Luckily for me, I had one good roommate (the other while was nice to me, had some other shady actions), who tried to introduce me to his group but I never connected.
Shortly after moving there, I met A – who happened later to introduce me to Fiance, she was his ex – and we became drinking pals. By no means best pals, and I did feel horrible when despite her wishes Fiance and I started dating.
After Fiance and I began dating, her and I stopped being drinking pals (obvi) – the last time I hung out with her was a trivia night at a local bar and it was with two of her friends and the three of them whispered behind their hands and giggled like they were 13 and making fun of the fat girl. It was awkward and I vowed after that, that I was through with her petty drama. Fiance and I have been happy, and for the most part, drama free since.
It took me time to find friends though, as these types of things do. I tried everything – meetup.com, craigslist, trying to fit in with coworkers but at that time I was temping with a labor advocacy group and they were all far more liberal than I was and I never quite fit in with them either.
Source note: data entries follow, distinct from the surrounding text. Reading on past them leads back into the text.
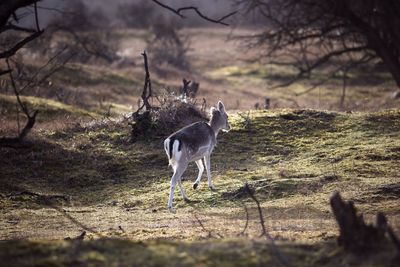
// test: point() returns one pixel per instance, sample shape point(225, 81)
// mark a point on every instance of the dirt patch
point(390, 191)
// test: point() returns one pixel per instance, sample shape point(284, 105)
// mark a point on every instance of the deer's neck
point(214, 125)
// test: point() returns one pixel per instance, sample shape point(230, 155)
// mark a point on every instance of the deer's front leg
point(178, 171)
point(200, 165)
point(208, 168)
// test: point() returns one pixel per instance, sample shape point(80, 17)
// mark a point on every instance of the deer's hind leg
point(208, 168)
point(200, 165)
point(176, 177)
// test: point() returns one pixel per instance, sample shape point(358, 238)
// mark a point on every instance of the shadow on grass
point(210, 252)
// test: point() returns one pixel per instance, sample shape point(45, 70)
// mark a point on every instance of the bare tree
point(180, 10)
point(312, 34)
point(9, 22)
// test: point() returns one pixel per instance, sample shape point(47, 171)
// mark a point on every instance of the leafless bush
point(172, 114)
point(137, 15)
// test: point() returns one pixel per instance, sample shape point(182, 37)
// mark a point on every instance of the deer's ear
point(221, 106)
point(212, 110)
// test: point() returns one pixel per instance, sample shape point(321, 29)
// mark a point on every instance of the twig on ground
point(282, 259)
point(210, 235)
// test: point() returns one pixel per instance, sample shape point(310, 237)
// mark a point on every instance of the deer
point(194, 142)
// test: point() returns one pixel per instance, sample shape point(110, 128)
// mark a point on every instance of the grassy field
point(83, 173)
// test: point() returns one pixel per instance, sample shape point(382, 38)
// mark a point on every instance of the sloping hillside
point(90, 178)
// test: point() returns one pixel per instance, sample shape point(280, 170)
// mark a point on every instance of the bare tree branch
point(283, 260)
point(195, 9)
point(10, 52)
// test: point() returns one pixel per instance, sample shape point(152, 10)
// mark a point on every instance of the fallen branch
point(355, 235)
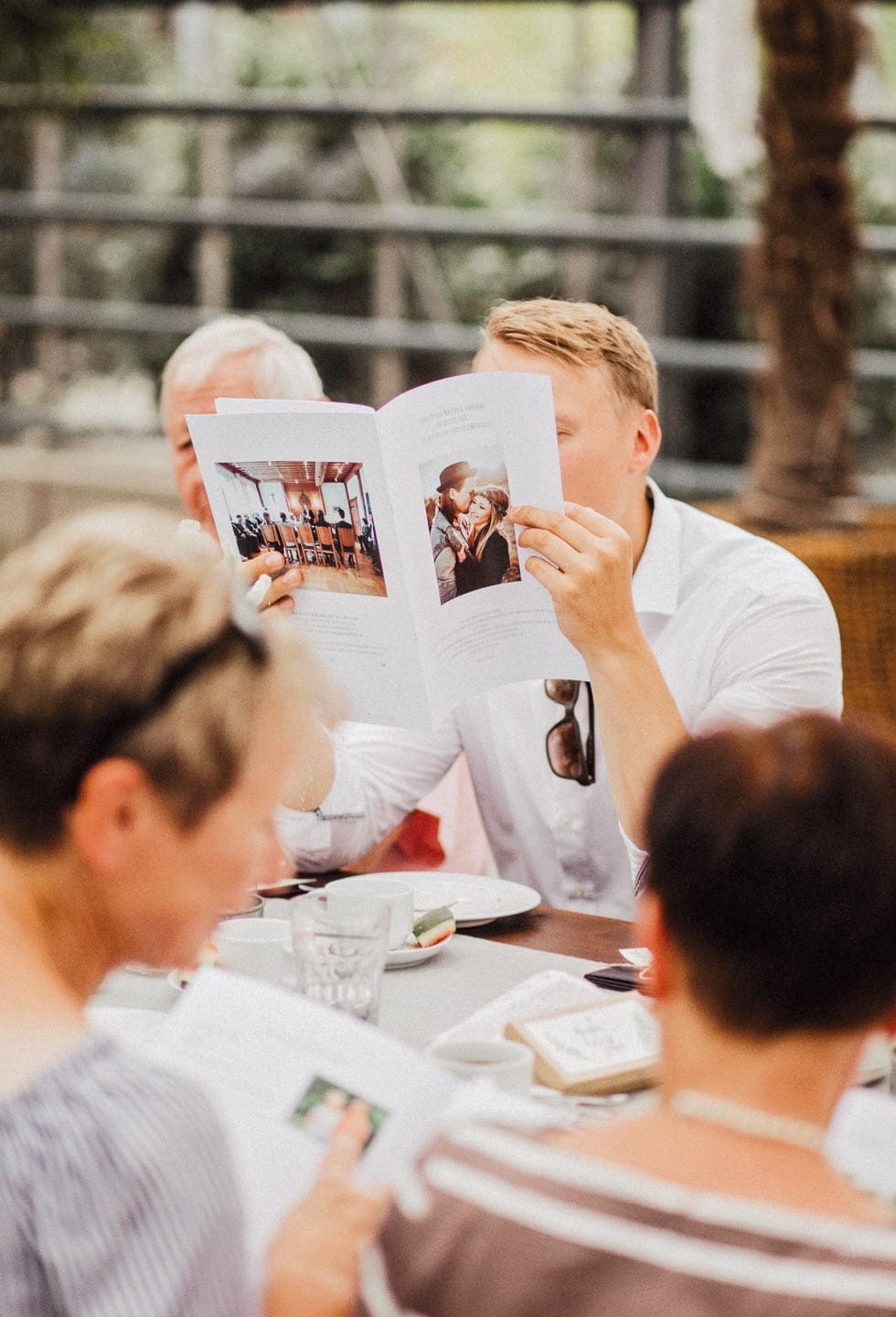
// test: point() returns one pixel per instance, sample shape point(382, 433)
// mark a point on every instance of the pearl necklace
point(748, 1119)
I always find it interesting…I moved to a new city and didn’t realize until much later that things are different. I account this to the transition from college to the real world that often sends many twenty somethings spiraling downward to their quarter life crisis. Things are harder. You move to a new city, you struggle to find a niche, people to befriend, to find where you fit in. In a transient city like DC, where it’s never easy to figure out who’s really on your side since so many people are constantly networking and trying to get ahead.
As Miss A said on the fabulous site AskMissA.com -
While you will make some friends in the scene you are trying to break into, the majority will be nothing more than friendly acquaintances with the power to further as a result of their value or connections. Ultimately it is a best practice to have a core group of friends who are outside of your professional socializing – people who like you for the person you are, who aren’t swayed by money and power, who don’t have to spend a lot of money to have a good time, and most importantly won’t abandon you when the chips are down. Playtime is wonderful, but when the party’s over remember who your real friends are and make sure that you haven’t alienated them in the process of pursuing fun and social status.”
So very very true. When trying to network your way to the top, keep friends around that will keep you grounded. Egos tend to run wild in this city.
At some point, trusting new friends is a leap of faith, and you can only hope that they’re as genuine as you hope they are. Lucky for me, the gals I’ve trusted my thoughts and secrets to over the past three years, are amazing, intelligent and gals that I would trust my life with.
The first year in DC was the loneliest I’ve been; I wasn’t this lonely during freshman year in college which for me, was incredibly difficult to adjust to. Sure, sure I was happy. But sometimes, as we all know, we just need to vent to gal pals. Eventually, I started this blog, started a book club, made friends, and now I here I am.
DC is by no means an easy city to move to on your own with no job lined up and no friends on the horizon. Falling in love so early on without any of those two things established only made making friends that much harder. But a little effort, and a certain willingness to put yourself out there, will pay off.